# Background information

[source: https://ecmwf-ai-weather-quest.readthedocs.io/en/latest/training_data.html]

Participants can use any observational, forecast or reanalysis dataset to develop their AI/ML sub-seasonal forecasting models. To facilitate initial model development, registered participants can download post-processed ERA5 data from ECMWF.

The following datasets at a 1.5 degree resolution have been made easily accessible:

ERA5 data:
- Weekly-mean temperature (K)
- Weekly-mean mean sea level pressure (Pa)
- Weekly-accumulated total precipitation (mm week-1)

**Important**: At the launch of the AI Weather Quest, post-processed training data is available from the 1st January 1979 to 31st December 2024. Updates to training data will be performed with a latency of three months.

# Retrieve Training Data Module

To download post-processed ERA5 data, you will need functions from the retrieve_training_data.py module.
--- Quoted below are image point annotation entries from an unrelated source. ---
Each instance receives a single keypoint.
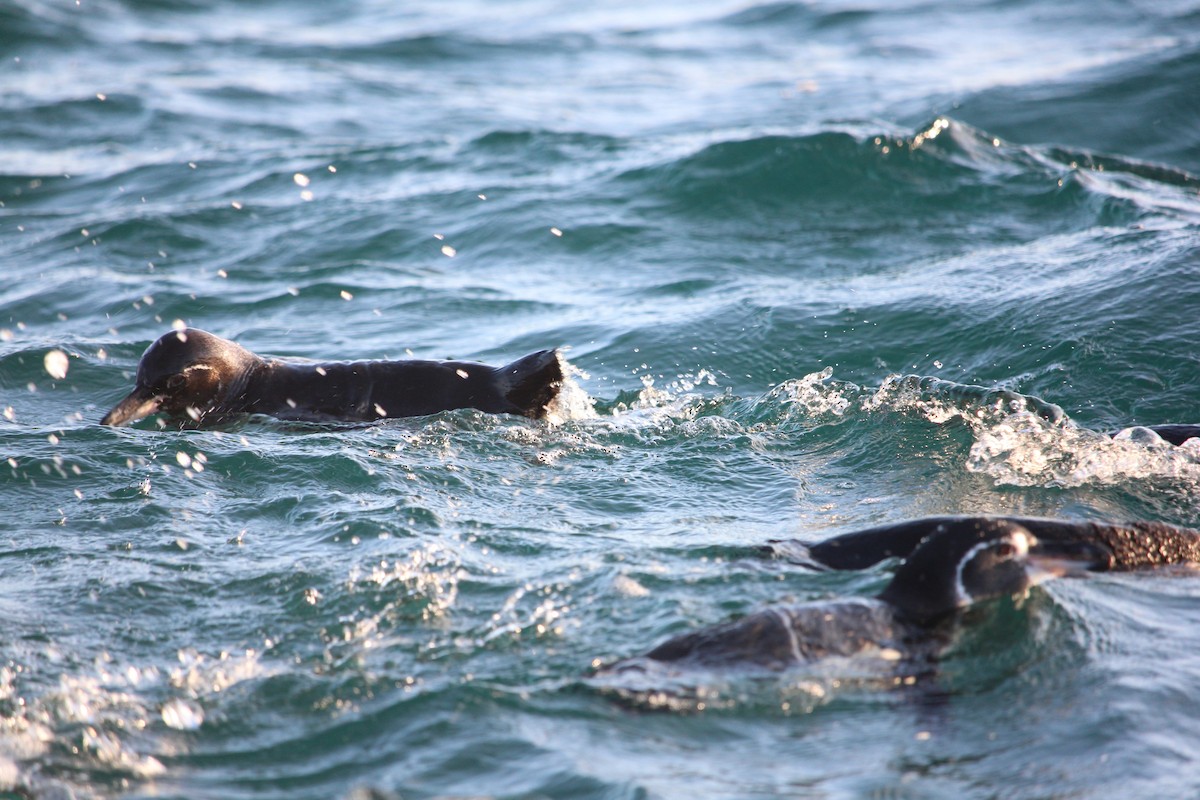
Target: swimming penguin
(1175, 434)
(1129, 545)
(961, 563)
(197, 378)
The key function within this module is:

`retrieve_annual_training_data`: Download annual files containing weekly statistics for temperature (tas), mean sea level pressure (mslp) or precipitation (pr).

In [16]:
from AI_WQ_package import retrieve_training_data
import os

In [37]:
def loop_download(years, variables, data_loc='/users/jk/22/6ixCast/data/ERA5/'):
    '''
    Wrapper around the AI_WQ_package function "retrieve_annual training data"

    years(array_like): years in the range [1979, 2024]
    variables(array_like): subset of "pr", "tas", "mslp"
    '''

    for year in years:
        for variable in variables:
            
            retrieve_training_data.retrieve_annual_training_data(year, 
                                                                variable, 
                                                                'NegF8LfwK', 
                                                                local_destination=data_loc+variable)
                
                

In [None]:
loop_download(range(1979, 2024), ['pr', 'tas'])